The companies, both owned by Charlie Ergen, have reportedly hired advisors to detail how the merger could play out
EchoStar Communications, once a distributor of satellite television equipment, was founded by Ergen in 1980. In 2008, the company was renamed Dish Network after its consumer arm, and its satellite assets were carved out as a separate unit that retained the name Echostar. After some reorganisation over the past decade, today Dish Network controls the broadcast satellite services and the company’s growing 5G network, while Echostar is the satellite communications provider.
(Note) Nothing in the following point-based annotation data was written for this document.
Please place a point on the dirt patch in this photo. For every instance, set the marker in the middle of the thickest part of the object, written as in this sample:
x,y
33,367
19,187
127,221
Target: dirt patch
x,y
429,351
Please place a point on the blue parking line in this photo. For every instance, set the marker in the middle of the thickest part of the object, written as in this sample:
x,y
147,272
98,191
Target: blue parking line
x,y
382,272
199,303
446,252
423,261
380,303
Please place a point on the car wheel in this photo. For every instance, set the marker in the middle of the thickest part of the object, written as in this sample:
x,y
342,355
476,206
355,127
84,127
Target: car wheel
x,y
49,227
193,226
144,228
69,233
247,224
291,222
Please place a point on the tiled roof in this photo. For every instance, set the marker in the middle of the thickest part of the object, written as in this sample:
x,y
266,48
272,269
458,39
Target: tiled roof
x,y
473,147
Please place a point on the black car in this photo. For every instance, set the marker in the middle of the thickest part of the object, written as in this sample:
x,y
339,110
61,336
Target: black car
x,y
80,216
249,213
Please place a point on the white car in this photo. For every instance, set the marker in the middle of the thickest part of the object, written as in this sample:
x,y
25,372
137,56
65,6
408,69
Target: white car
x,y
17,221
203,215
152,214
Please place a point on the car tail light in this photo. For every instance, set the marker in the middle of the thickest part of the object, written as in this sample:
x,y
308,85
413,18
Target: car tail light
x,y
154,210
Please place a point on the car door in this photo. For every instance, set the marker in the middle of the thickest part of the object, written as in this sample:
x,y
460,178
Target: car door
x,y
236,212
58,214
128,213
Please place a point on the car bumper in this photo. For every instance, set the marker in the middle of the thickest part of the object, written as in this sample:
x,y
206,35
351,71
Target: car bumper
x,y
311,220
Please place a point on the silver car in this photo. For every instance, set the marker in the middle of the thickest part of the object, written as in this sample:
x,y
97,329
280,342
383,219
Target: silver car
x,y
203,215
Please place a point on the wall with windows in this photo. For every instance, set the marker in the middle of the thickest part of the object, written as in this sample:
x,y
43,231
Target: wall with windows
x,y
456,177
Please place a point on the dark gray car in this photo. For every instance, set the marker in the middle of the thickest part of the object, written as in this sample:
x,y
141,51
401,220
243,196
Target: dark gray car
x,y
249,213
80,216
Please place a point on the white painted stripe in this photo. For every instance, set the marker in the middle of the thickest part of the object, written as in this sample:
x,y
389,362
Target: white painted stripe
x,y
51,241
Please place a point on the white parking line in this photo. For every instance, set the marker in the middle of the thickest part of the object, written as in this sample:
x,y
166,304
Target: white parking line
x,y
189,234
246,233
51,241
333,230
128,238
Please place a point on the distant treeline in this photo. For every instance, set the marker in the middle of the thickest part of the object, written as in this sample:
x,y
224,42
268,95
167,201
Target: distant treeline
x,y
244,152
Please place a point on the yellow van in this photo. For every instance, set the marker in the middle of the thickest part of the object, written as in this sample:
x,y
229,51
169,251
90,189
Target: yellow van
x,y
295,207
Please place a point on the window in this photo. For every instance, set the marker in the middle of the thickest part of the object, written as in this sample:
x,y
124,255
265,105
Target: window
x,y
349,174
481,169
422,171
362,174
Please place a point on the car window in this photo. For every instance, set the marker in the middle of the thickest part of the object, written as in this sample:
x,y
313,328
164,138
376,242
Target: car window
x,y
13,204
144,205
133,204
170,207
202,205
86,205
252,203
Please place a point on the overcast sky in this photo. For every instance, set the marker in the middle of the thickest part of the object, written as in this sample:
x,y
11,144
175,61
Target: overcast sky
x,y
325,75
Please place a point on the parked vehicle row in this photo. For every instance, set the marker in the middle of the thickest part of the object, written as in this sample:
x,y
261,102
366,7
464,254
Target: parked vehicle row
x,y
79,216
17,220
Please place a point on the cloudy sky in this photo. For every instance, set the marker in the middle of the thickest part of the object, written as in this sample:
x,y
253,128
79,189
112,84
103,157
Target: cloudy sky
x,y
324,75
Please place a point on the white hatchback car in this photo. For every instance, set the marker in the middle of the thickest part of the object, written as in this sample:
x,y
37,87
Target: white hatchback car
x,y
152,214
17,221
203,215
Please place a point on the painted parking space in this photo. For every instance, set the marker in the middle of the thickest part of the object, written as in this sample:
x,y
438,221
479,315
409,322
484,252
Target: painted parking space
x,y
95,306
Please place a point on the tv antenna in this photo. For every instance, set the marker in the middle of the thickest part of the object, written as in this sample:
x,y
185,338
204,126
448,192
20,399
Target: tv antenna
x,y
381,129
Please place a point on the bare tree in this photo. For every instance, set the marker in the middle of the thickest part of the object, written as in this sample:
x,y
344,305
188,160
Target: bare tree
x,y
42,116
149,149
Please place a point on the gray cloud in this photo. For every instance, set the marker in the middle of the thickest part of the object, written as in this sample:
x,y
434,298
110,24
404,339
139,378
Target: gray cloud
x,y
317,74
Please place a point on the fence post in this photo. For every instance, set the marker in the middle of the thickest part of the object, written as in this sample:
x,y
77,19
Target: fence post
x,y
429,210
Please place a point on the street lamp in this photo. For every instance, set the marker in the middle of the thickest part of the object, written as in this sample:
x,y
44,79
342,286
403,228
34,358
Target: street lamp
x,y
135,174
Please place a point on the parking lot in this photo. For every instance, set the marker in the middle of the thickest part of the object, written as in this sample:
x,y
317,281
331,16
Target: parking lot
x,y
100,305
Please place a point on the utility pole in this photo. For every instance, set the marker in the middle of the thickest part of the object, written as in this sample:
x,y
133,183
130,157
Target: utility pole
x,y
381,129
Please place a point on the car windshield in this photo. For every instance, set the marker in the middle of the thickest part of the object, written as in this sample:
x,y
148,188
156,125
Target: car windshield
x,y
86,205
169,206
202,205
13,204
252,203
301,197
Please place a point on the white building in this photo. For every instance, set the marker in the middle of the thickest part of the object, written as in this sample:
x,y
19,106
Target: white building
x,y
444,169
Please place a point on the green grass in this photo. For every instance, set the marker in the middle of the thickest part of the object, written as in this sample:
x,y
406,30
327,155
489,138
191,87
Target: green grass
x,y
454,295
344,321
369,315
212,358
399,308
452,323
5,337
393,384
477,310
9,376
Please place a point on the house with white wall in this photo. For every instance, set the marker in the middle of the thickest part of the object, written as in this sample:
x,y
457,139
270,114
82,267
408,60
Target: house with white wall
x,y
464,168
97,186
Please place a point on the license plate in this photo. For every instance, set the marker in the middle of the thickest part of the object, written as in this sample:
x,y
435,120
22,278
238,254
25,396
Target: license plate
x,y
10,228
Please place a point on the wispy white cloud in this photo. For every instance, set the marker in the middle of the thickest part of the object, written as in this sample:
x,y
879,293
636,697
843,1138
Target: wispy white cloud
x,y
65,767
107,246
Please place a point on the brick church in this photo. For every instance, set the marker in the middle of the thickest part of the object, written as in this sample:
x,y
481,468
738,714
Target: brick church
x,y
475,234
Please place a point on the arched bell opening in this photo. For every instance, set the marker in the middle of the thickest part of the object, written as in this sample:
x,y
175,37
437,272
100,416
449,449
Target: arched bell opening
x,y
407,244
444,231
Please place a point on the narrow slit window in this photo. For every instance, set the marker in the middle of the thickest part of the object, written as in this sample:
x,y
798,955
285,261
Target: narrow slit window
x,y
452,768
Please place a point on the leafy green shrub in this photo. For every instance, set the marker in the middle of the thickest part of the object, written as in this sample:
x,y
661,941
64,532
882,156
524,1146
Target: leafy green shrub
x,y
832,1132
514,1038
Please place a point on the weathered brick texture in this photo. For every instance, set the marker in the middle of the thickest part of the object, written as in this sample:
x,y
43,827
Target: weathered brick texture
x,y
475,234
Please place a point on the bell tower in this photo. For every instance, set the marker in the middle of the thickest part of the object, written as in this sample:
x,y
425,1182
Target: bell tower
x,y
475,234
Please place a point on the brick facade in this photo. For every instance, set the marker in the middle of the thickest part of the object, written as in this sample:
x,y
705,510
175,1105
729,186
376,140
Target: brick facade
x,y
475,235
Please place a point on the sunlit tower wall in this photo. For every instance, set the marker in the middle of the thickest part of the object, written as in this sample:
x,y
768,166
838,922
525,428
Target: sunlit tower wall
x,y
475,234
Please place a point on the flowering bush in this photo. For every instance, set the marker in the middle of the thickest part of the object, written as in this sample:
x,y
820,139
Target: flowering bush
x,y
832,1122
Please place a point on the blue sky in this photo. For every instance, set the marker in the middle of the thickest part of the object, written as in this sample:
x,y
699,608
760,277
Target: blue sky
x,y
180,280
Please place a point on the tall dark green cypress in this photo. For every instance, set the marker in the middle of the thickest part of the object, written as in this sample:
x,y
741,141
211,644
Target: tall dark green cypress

Now, according to a recent report from Semafor, the two companies are considering recombining their operations, with both engaging financial advisors to explore the possibility.
According to the report, Dish debt stands at a staggering $22 billion, while EchoStar is relatively financially healthy. Therefore, it would appear that the motivations behind the rumoured merger are financial in nature, helping to reinforce Dish’s shaky cashflow.
There have been no official comments from either company, or Ergen himself.
Dish is currently facing a decline in consumers, losing over half a million pay TV subscribers in the first quarter of this year. On top of that, they are spending $10 billion on the rollout of their Open RAN-based 5G network.
The company recently hit the target of 70% population coverage (240 million people) set by the Federal Communications Commission (FCC); however, much of their traffic is still carried over T-Mobile and AT&T’s networks as part of their Mobile Virtual Network Operator agreements.
Another FCC deadline is looming, requiring the company’s network to reach 75% of the US population by 2025, for which another $2–3 billion will be needed.